ABSTRACT
Learning how to boost collective imagination and creativity is a key component in transformative processes supporting community-based natural resource management (CBNRM). The use of the arts in such contexts is becoming a prominent methodological approach in strategies aimed at opening new spaces for public dialogue and reflection. The arts play a decisive role in sense-making and especially in establishing meaningful and emotional connections between individuals and their broader socioecological systems. This article explores the contribution of “conservation theatre” to sustainability learning and to the integration and mobilization of multiple knowledge actors for CBNRM. We focus on an experience in a Mexican community using participatory theatre with young people. Our experience illustrates that conservation theatre helped raise awareness of local conservation issues and contributed to opening nonconventional, aesthetically rich spaces for new ways of social interaction, diversity recognition, and empathic dialogues. It also showed limitations suggesting the importance of further work.
Acknowledgments
We thank all the crew who participated in the process and made it possible: Sofía Molina, Yurixhi Ochoa, Diana Manrique, Fabian R. Medina (ECA team); Miriam, Betsy, and Yuni (Cherán crew) and Graciela Martínez and Arnim Scheidel (audiovisual team). Special thanks to the Consejo de Bienes Comunales, Consejo Mayor, the COBAEM members, and Tata Trini and his family. We also thank Dr. Louis Lemkow for his thorough review and support as co-supervisor, and the anonymous reviewers, who greatly contributed to improving the text. More generally, thanks to the dignified people of Cherán.
Notes
1In this article we refer to “space” not only as a particular physical location but also as the more general space in which social interactions take place. Related to the political concept of “arena,” such spaces may include interactions and encounters that relate to the mobilization of resources and identity of Cherán’s community.

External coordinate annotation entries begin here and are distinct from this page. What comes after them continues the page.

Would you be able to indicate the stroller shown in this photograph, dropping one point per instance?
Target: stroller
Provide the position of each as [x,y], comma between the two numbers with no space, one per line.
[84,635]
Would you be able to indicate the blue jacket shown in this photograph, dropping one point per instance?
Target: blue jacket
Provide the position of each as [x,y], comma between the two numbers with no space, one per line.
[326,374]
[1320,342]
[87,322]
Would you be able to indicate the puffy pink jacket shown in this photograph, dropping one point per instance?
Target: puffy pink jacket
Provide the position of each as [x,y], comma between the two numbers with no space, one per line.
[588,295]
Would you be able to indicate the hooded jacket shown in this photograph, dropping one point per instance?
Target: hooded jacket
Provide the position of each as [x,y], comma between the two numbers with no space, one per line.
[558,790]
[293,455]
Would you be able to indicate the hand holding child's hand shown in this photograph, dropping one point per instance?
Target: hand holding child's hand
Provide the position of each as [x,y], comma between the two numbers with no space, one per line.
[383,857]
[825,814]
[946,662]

2By knowledge actors we understand those holders of different kinds of relevant knowledge who can be mobilized towardsan explicit end and become “actors” contributing to community reflexivity and learning.
3Central to ABR is the concept of aesthetics. Acknowledging the complexity of such a concept, in this article we use an operational definition including both “aesthetic elements” (Knowles and Cole Citation2008), the basic principles characterizing an art form (e.g., form and composition, internal consistency, clarity, evocation, resonance), and “aesthetic experience” (Dewey Citation2008), the resulting experience of the creation of or interaction with an artwork, potentially conducive to new meanings and perceptions.

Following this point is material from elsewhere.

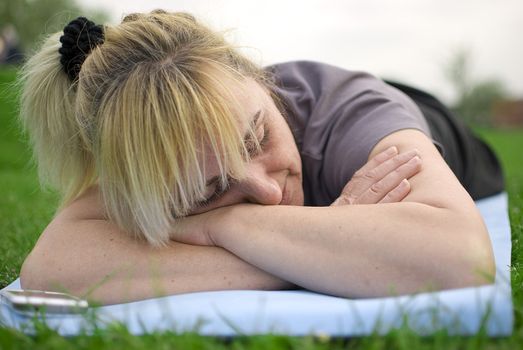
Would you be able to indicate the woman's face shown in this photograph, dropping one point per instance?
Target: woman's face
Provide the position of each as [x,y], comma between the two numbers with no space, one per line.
[274,175]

4The process was supported by two researchers from the Mexican environmental nongovernmental organization (NGO) alongside a team of five volunteers from in and outside the community.
5Nevertheless, the findings of this article focus only on the theatrical process, since each workshop had independent research objectives and evaluation approaches.

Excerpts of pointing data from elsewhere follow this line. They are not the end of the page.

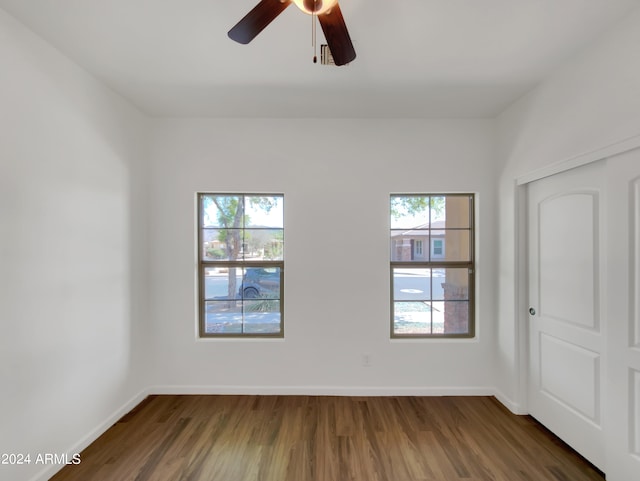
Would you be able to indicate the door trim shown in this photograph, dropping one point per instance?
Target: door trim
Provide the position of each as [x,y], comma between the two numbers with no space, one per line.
[521,314]
[601,153]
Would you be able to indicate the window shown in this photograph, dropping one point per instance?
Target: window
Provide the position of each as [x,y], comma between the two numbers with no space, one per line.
[241,265]
[418,248]
[437,248]
[432,294]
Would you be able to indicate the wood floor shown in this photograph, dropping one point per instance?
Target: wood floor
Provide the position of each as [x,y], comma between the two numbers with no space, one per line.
[309,438]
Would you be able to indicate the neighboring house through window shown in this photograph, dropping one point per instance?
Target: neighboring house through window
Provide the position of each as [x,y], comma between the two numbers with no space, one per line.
[240,265]
[432,291]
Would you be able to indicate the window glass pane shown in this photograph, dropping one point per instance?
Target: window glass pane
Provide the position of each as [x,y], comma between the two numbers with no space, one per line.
[261,283]
[221,283]
[450,283]
[409,211]
[411,284]
[437,211]
[457,210]
[405,245]
[262,316]
[264,211]
[412,318]
[222,211]
[457,246]
[223,317]
[222,244]
[456,317]
[262,244]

6Targeted at participants of the whole performative process (theatrical workshop and performances), to guaranty a complete vision of the process.
7See for instance: Evaluation Toolbox (http://evaluationtoolbox.net.au/index.php?option=com_content&view=article&id=38:dartboard&catid=19:formative-evaluation-tools&Itemid=145).
8Quotes from workshop participants are referred to by their name, while for audience members we use a number preceded by the letter A.
9For instance, state legal definitions of community membership often only recognize the head of the family’s participatory rights. This situation is slowly changing in Cherán thanks to its assembly governance system.